Nevada lawmakers reviewed a bill Monday to curb predatory short-term lending by better disclosing the rates and risks of payday loans.
Lenders would be required to disclose fees and interest on loans in both dollars and annual percentage rates before a borrower signs it. The measure also would require payday loan advertisements in print, on TV or on the Internet to tell consumers that their products should only be used as a short-term financial option.
Republican Sen. Michael Roberson is sponsoring the bill. It gained wide support at Monday's hearing, including from representatives of payday and car title loan businesses.
The bill had much stronger support than another payday loan bill discussed last month. The earlier measure would allow payday lenders to sue borrowers for unpaid debt and drew sharp criticism from Democrats who said it would prey on people already struggling to pay back high-interest loans.
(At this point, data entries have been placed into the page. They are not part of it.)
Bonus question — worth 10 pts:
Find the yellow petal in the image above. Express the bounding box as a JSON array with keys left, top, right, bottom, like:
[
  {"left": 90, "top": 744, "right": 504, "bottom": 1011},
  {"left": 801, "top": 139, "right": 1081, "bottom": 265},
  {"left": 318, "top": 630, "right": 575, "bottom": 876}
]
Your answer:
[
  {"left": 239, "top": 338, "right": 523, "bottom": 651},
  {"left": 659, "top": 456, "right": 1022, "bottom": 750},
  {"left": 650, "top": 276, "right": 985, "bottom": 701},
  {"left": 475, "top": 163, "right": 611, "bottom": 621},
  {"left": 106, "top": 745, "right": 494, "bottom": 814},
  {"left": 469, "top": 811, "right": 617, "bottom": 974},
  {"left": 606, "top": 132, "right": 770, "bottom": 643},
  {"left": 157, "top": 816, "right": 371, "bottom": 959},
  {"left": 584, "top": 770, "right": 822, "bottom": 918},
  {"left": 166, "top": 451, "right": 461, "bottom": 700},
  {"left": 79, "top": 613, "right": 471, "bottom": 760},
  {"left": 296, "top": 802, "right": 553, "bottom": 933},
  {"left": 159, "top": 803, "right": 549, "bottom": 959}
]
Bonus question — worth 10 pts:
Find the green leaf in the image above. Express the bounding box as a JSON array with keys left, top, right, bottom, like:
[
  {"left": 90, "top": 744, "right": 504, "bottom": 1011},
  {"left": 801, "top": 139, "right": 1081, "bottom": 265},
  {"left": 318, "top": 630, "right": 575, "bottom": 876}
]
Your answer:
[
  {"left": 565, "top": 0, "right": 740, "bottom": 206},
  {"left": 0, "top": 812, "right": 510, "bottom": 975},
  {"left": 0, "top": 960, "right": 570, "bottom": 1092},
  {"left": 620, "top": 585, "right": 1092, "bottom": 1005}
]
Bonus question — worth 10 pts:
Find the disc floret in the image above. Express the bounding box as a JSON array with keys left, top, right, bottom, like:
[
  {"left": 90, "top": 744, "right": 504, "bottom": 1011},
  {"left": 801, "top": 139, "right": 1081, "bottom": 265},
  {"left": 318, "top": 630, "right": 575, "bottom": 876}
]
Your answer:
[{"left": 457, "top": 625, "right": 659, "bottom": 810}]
Alfredo Alonso, a lobbyist for payday loan industry trade group Community Financial Services Association, said the organization believes the new bill would be good for the industry considering the widespread discussion of alleged abuses in the industry. Alonso hopes the bill would fix those problems and alleviate concerns.
Republican Sen. Becky Harris raised concerns about a provision to limit payday loan rollovers - meaning paying the minimum on a credit card bill and delaying the due date. The measure would prevent further rollovers after 90 days and Harris voiced concerns that financially strapped borrowers might not be able to pay within 90 days.